16 A gdy wieść doszła na dwór faraona, że przybyli bracia Józefa, podobało się to faraonowi i dworzanom jego.
17 Toteż faraon rzekł do Józefa: Powiedz braciom swoim: Uczyńcie tak: Objuczcie bydło wasze i jedźcie do ziemi kanaanejskiej,
18 Zabierzcie ojca waszego i rodziny wasze i przyjedźcie do mnie, a dam wam najlepszą część ziemi egipskiej, abyście mogli spożywać najwyborniejsze płody ziemi.
19 Ciebie zaś upoważniam, abyś im nakazał: Uczyńcie tak: Weźcie sobie z ziemi egipskiej wozy dla dzieci i żon waszych i przywieźcie ojca waszego i przyjedźcie;
20 Nie żałujcie pozostawionych sprzętów, gdyż to, co najlepsze w całej ziemi egipskiej, będzie wasze.
21 Synowie Izraela uczynili więc tak, a Józef dał im wozy według rozkazu faraona, dał im też żywność na drogę.

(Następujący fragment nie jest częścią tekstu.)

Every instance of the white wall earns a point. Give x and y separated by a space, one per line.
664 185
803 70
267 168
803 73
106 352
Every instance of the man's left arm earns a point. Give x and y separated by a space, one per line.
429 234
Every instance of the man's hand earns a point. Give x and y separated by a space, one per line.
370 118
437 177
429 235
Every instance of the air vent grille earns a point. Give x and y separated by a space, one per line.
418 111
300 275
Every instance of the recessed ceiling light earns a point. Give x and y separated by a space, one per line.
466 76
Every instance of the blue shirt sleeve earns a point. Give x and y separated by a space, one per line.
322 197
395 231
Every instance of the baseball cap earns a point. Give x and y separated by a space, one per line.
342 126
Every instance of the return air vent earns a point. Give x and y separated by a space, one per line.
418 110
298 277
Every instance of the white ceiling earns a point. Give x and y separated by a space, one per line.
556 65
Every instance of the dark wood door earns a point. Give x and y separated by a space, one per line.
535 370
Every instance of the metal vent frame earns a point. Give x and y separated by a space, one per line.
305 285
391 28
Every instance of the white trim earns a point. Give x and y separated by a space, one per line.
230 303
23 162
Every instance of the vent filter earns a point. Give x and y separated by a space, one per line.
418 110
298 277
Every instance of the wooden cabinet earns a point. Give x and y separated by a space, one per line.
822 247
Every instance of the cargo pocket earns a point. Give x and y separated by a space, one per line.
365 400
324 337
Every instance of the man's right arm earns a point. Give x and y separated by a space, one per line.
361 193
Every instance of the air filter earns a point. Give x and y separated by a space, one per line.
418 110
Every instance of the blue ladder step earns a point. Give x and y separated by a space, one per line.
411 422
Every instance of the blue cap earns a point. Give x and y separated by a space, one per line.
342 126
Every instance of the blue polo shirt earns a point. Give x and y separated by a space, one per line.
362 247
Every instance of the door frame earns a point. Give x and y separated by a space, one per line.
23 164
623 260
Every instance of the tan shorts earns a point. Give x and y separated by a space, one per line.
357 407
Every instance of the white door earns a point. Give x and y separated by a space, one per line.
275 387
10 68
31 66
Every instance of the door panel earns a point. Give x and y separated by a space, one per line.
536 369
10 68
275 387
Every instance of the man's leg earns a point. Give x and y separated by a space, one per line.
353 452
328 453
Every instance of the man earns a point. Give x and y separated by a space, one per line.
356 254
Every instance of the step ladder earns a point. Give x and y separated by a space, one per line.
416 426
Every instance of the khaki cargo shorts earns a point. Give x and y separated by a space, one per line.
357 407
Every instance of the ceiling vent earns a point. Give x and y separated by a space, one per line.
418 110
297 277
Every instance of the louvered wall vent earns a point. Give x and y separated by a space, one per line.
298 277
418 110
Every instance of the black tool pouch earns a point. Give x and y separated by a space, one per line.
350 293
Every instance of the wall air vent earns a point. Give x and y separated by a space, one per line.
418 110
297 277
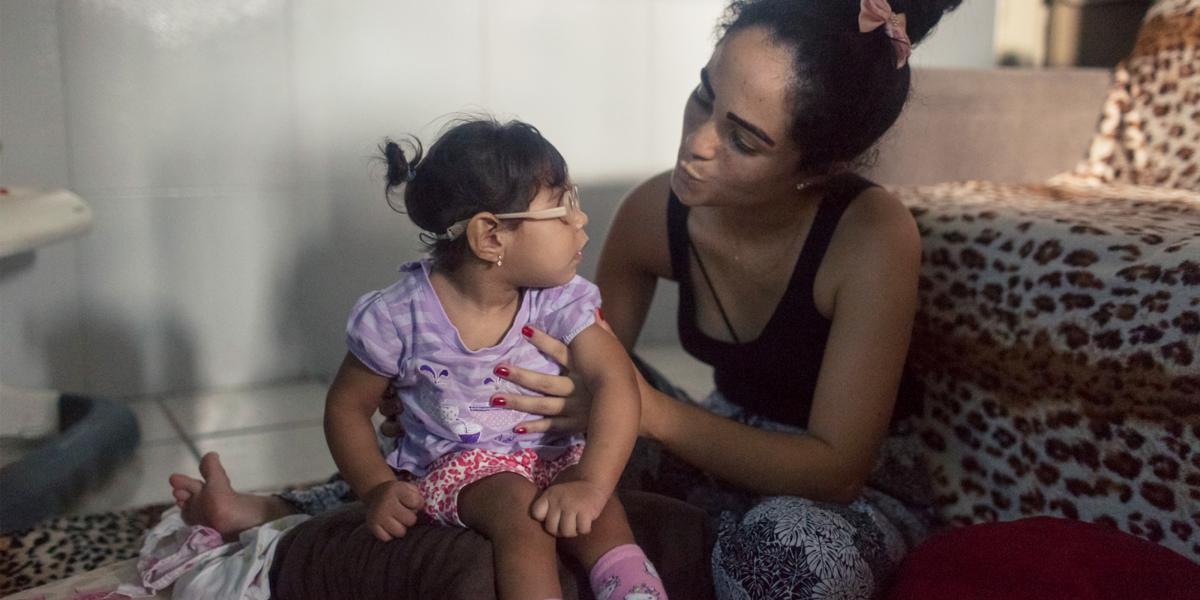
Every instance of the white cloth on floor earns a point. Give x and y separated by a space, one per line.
202 565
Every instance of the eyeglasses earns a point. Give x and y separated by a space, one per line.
568 210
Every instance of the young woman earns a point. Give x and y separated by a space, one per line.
798 283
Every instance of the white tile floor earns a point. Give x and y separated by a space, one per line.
268 437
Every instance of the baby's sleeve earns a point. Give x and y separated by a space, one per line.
571 310
372 336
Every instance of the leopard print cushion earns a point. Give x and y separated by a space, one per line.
1059 348
1150 126
66 546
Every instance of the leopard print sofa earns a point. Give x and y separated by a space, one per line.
1059 347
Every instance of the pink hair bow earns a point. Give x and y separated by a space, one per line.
879 12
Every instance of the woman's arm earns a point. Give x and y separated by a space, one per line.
879 256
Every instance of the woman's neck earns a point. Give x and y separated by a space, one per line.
762 221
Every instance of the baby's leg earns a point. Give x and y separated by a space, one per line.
616 565
526 563
214 503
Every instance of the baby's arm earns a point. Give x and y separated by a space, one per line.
353 397
569 508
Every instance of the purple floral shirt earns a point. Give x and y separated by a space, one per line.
402 333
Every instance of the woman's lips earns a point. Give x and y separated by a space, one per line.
690 172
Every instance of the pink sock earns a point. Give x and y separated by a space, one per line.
624 573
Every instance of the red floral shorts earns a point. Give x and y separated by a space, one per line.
451 473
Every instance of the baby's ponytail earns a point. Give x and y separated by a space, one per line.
400 168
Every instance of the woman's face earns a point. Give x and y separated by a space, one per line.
736 149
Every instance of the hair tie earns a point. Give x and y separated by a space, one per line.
874 13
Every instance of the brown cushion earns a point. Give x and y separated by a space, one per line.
333 557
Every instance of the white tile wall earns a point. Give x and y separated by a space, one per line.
226 148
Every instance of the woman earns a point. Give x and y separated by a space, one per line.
798 283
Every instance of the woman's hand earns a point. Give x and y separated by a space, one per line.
565 402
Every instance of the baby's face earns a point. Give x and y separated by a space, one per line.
547 252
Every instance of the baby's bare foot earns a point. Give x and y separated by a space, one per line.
214 503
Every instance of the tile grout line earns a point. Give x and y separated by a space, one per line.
179 430
256 430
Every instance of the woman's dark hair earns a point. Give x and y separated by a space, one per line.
846 90
477 165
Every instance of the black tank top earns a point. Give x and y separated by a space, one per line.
775 375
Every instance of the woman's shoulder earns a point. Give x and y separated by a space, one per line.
649 198
877 214
875 232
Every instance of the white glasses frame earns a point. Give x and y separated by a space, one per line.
567 211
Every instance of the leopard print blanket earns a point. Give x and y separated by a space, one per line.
66 546
1059 347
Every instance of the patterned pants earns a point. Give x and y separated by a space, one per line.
772 547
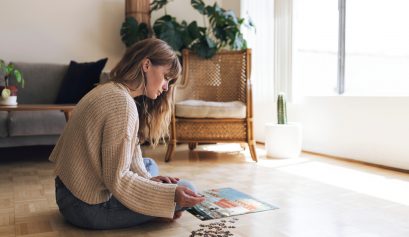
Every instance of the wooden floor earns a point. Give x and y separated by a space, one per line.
316 196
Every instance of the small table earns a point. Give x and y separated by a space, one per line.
66 108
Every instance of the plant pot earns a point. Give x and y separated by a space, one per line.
11 100
283 140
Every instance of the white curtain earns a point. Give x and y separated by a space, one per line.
262 75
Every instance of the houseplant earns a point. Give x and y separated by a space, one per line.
223 30
283 139
9 92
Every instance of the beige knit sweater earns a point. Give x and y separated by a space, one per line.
98 154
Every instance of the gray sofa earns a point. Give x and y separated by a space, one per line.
28 128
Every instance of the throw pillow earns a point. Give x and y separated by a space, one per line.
79 80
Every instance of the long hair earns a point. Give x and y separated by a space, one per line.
154 115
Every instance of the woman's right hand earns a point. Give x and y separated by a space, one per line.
185 197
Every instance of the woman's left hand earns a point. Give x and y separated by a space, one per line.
165 179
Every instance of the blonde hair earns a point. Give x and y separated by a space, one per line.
154 115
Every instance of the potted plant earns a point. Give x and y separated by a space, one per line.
283 140
9 92
223 30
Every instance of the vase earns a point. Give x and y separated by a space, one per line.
11 100
283 140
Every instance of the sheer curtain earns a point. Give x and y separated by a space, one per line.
261 42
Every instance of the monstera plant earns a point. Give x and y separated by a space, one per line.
223 30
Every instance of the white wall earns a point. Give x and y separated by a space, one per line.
370 129
59 31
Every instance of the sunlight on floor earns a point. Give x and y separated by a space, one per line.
359 181
375 185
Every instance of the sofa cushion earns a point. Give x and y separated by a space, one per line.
210 109
3 124
27 123
79 80
42 82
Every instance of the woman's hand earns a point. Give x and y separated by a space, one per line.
165 179
185 197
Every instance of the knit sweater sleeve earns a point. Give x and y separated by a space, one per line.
132 190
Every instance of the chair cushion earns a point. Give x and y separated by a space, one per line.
27 123
79 80
3 123
210 109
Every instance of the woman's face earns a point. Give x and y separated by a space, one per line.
156 79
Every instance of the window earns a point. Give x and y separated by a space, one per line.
376 47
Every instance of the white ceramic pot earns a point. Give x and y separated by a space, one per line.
11 100
283 140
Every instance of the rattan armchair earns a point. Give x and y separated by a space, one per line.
223 78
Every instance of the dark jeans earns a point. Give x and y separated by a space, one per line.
108 215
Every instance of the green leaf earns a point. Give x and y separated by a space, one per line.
205 47
158 4
169 30
17 76
199 6
9 68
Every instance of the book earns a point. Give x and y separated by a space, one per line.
226 202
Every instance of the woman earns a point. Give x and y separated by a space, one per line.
102 180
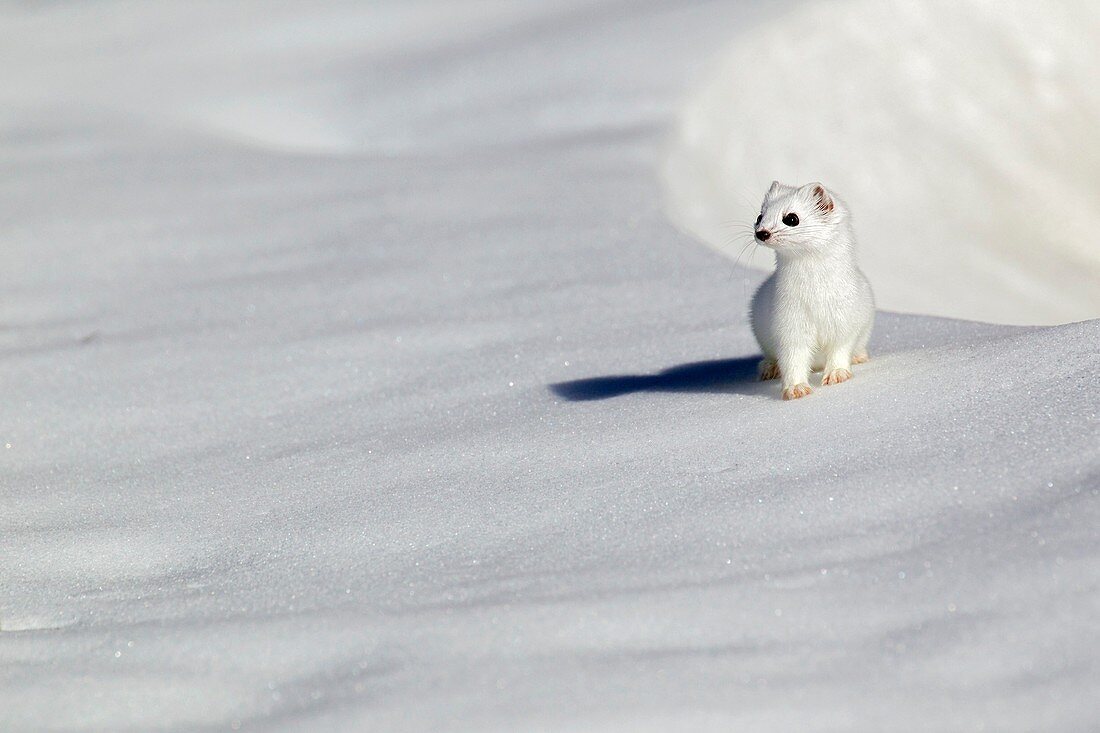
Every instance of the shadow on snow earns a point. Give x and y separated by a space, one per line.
715 375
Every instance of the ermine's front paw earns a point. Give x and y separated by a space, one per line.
796 391
836 376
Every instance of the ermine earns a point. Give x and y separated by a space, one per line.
816 310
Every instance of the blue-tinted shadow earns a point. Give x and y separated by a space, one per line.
716 375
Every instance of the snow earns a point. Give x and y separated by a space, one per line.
358 380
963 134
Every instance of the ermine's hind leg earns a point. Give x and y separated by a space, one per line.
859 354
769 369
838 365
794 370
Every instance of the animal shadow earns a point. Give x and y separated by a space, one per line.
715 375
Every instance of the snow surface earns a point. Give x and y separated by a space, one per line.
356 381
964 135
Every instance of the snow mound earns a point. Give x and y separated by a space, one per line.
965 135
407 409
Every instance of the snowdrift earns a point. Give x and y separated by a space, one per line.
354 380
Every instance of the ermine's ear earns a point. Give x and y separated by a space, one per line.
822 197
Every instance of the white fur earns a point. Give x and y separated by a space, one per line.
817 309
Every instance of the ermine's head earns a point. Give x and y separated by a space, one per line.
799 219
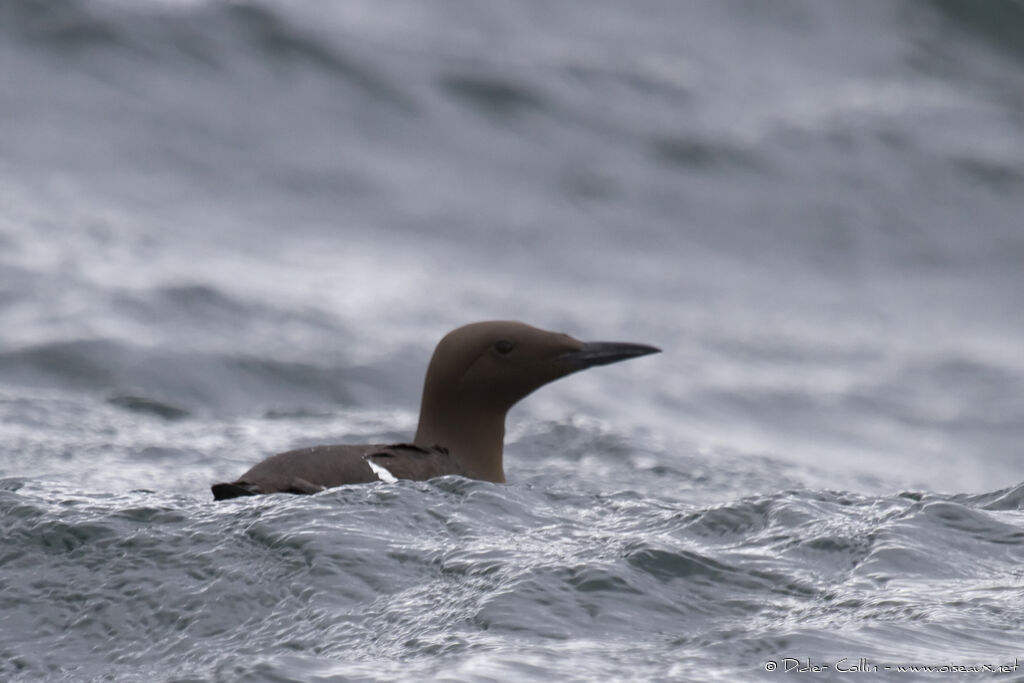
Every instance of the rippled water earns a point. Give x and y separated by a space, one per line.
229 228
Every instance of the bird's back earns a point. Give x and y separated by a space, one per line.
313 469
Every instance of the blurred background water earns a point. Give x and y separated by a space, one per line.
228 228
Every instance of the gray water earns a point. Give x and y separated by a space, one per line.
229 228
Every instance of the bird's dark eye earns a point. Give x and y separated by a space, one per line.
504 346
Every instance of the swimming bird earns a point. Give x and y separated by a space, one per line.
477 373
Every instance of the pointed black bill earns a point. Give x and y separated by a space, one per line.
602 353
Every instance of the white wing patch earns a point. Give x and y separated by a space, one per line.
381 472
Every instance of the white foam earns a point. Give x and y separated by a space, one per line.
381 472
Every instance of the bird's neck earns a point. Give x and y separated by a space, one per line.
475 437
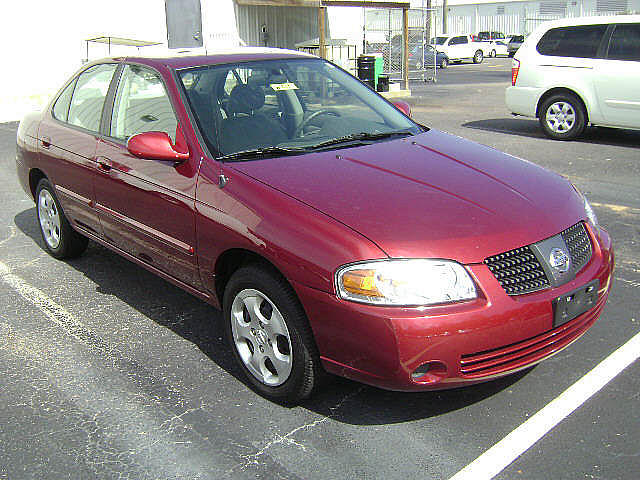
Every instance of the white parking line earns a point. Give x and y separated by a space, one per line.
503 453
55 312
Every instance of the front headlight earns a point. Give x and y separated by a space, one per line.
405 282
591 215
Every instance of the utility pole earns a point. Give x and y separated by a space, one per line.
444 16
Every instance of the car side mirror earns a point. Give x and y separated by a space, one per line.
157 146
403 106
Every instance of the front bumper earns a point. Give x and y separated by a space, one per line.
464 343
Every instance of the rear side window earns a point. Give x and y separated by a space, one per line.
625 42
142 105
88 97
61 107
581 41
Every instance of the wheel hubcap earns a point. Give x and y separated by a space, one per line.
49 219
261 337
561 117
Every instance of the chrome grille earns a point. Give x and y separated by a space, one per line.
579 246
518 271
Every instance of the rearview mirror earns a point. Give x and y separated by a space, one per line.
156 146
403 106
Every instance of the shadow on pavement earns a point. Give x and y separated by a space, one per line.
199 323
527 127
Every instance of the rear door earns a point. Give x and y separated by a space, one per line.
459 47
67 143
146 206
617 77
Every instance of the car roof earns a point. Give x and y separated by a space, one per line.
240 54
594 20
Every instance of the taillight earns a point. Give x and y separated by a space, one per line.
515 68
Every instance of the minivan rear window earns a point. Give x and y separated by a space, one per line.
579 41
625 42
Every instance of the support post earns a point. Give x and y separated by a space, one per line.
445 16
321 32
405 50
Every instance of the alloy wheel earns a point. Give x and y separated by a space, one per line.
261 337
560 117
49 219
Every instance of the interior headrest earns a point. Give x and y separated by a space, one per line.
246 99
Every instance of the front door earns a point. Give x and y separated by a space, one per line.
146 206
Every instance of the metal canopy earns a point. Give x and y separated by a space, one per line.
327 3
129 42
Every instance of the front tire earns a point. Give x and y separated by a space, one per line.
270 336
562 117
60 239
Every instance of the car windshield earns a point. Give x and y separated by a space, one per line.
289 106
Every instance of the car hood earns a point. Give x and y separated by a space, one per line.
433 195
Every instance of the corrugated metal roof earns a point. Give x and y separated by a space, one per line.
327 3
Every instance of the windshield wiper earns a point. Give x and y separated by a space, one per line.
262 152
362 136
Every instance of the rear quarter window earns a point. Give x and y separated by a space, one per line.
625 43
579 41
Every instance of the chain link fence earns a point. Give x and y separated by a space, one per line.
383 36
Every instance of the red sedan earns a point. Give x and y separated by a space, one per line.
336 234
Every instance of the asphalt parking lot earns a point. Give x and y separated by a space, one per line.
107 371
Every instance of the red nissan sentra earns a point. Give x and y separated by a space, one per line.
336 234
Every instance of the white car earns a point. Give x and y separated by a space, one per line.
460 47
576 72
495 48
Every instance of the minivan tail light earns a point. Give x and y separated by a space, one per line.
515 68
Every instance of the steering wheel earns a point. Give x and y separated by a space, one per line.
306 121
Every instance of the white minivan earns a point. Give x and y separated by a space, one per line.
576 72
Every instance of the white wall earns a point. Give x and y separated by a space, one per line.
42 41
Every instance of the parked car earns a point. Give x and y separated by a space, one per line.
514 43
459 48
577 72
484 36
495 48
421 57
335 233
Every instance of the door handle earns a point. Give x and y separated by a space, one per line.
104 164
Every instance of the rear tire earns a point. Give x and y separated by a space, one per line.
270 336
59 237
562 117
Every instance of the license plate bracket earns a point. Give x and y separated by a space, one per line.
572 304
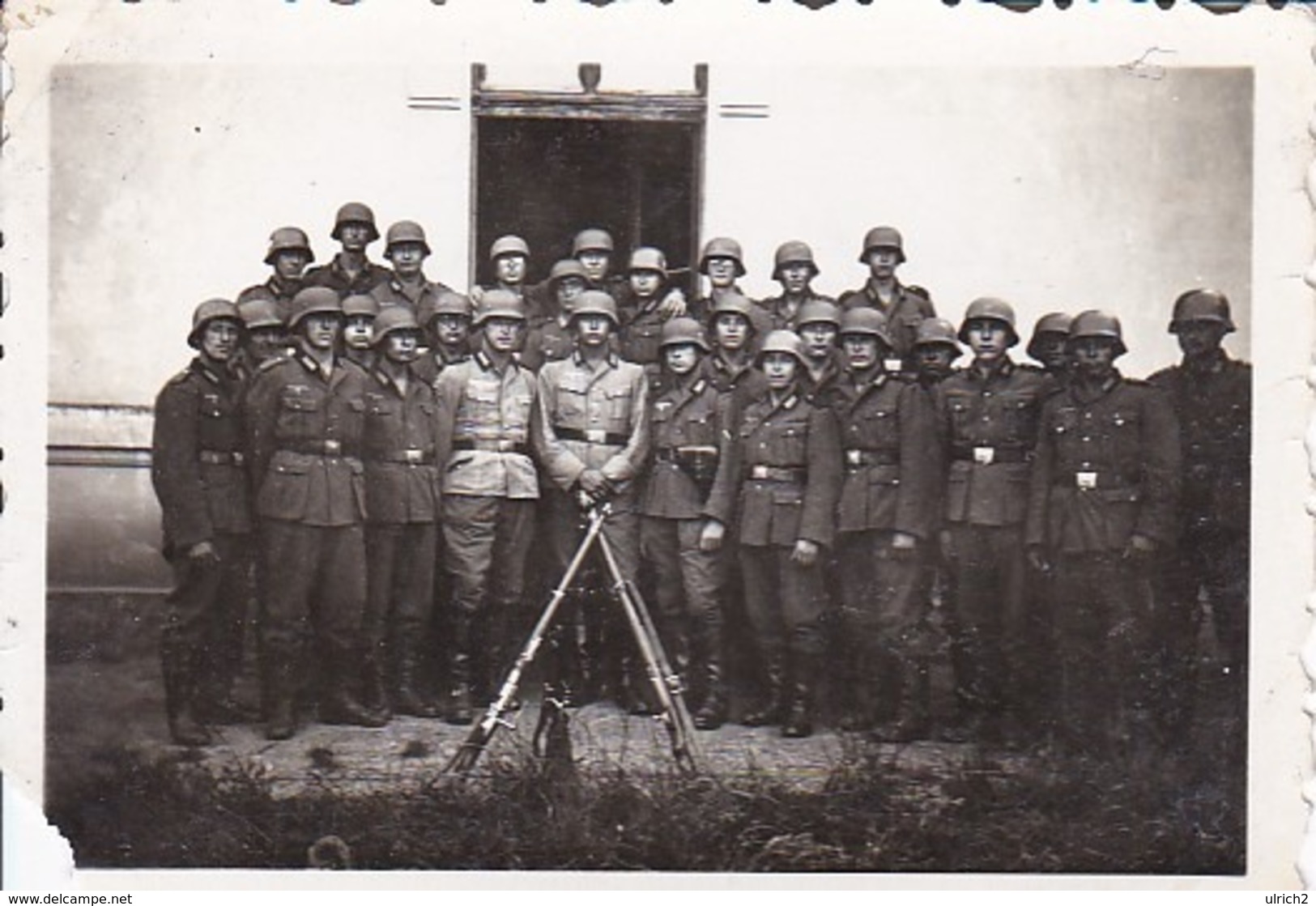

22 Każdemu z nich dał szaty odświętne, lecz Beniaminowi dał trzysta srebrników i pięć szat odświętnych.
23 Ojcu zaś swojemu posłał dziesięć osłów objuczonych najlepszymi rzeczami egipskimi i dziesięć oślic objuczonych zbożem, chlebem i żywnością dla ojca na drogę.
24 Potem odprawił braci, a gdy odjeżdżali, rzekł do nich: Nie kłóćcie się w drodze!
25 Tak więc wyjechali z Egiptu i przybyli do ziemi kanaanejskiej, do Jakuba, ojca swego,
26 I oznajmili mu: Józef żyje i jest władcą całej ziemi egipskiej. Lecz serce jego nie wzruszyło się, gdyż im nie wierzył.
27 A gdy powtórzyli mu wszystkie słowa Józefa, które wypowiedział do nich, i gdy ujrzał wozy, które posłał Józef, aby go przewieziono, ożywił się duch Jakuba, ojca ich.
28 I rzekł Izrael: Najważniejsze, że syn mój Józef żyje jeszcze; pójdę go zobaczyć, zanim umrę.